ALTO CAPARAÓ / BELO HORIZONTE (MG) - O café, que só perde o posto de bebida mais consumida no mundo para a água – de acordo com a Associação Brasileira da Indústria do Café (Abic) –, é degustado por um bilhão de pessoas diariamente. Indispensável ao paladar de muitos, o produto, que reina absoluto em Minas Gerais, em breve poderá também ter o aroma e sabor sentido na cerveja.

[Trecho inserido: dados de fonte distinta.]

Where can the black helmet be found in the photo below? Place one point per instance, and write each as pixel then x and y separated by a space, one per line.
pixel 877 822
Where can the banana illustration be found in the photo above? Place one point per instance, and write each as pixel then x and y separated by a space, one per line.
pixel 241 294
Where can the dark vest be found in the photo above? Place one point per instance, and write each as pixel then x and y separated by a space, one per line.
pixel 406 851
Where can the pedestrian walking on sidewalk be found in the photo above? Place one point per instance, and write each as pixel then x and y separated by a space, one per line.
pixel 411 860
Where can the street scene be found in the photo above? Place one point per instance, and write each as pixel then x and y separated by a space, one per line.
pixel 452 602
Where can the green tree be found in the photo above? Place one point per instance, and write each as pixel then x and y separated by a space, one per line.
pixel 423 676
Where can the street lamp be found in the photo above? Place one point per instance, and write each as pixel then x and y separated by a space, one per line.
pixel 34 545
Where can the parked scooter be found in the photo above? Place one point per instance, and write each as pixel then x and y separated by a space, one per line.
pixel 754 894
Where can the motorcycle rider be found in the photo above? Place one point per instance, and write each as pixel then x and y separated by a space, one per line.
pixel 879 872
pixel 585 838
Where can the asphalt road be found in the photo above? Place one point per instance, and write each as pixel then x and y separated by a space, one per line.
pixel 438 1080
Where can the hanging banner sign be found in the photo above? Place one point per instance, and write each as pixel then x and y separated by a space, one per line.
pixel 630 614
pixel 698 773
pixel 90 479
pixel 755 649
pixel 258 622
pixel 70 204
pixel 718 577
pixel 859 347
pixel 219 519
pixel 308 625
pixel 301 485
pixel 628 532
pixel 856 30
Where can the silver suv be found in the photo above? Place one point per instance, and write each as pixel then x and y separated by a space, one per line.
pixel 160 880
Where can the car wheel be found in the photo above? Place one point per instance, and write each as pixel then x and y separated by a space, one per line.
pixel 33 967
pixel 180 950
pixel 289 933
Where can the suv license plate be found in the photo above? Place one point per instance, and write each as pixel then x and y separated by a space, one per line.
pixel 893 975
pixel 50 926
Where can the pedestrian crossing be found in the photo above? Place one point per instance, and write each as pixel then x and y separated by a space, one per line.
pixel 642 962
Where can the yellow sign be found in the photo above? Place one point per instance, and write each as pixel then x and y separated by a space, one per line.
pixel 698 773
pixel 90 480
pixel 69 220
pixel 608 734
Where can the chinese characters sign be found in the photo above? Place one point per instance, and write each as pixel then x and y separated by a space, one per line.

Cada vez mais o que é produzido no campo passa a fazer parte da produção das cervejas artesanais no Brasil, ganhando até mesmo premiações internacionais. Há muitas microcervejarias que se encontram no interior do país utilizando malte de cevada nacional, trigo e insumos regionais para elaboração de cervejas diferentes e curiosas. Há cervejas com gengibre, pequi, jabuticaba e até com mandioca. No embalo da criatividade na produção das cervejas artesanais - setor que representa 1% do mercado cervejeiro nacional, de acordo com a Associação Brasileira de Bebidas (Abrabe) –, a novidade com café deverá ser lançada no mercado mineiro já em outubro.
Uma cerveja escura, muito bem elaborada e de fino gosto. Assim é a ‘Ave César Londinium’, a nova aposta de Henrique César de Oliveira, proprietário da marca de cerveja ‘Ave César’, que se uniu a Normando Siqueira, criador da ‘Uaimií Cervejaria de Fazenda’ e ao mestre cervejeiro Evandro Zanini, para acrescentar os grãos na formulação da famosa estilo stout.
Para o sucesso do produto, os grãos tinham de ser especiais. A bebida está sendo feita com o catuaí, uma variedade do café arábica que, segundo os produtores da cerveja, tem ótimo potencial para uma bebida de excelência. Mas o principal diferencial é a origem dos grãos, produzidos na região das Matas de Minas, no Alto Caparaó, onde está localizado o Parque Nacional do Caparaó, que, oferecendo solo e microclima ideais, garante terroir adequado.
O café é plantado numa área de 1.200 metros de altitude, na Fazenda Ninho da Águia, a grande vencedora do Coffee of the Year 2014. “Recebemos uma amostra da variedade catuaí, extraído de colheita tardia e executado em processo natural. É um produto gourmet, bastante primoroso, que se diferencia dos demais existentes no mercado”, afirma o especialista em cervejas, Henrique Oliveira.
Segundo ele, a combinação é perfeita. “Há um aumento nítido no sabor apresentando um incremento nas notas de torra, cappuccino e toffe. A bebida fica encorpada, preenchendo bem a boca. A espuma, densa e cremosa, apresenta a coloração bege intenso. A cor negra do líquido retrata o estilo e está de acordo com a escola inglesa de cervejas. É simplesmente imperdível. Vale cada gole”, garante o beersommelier.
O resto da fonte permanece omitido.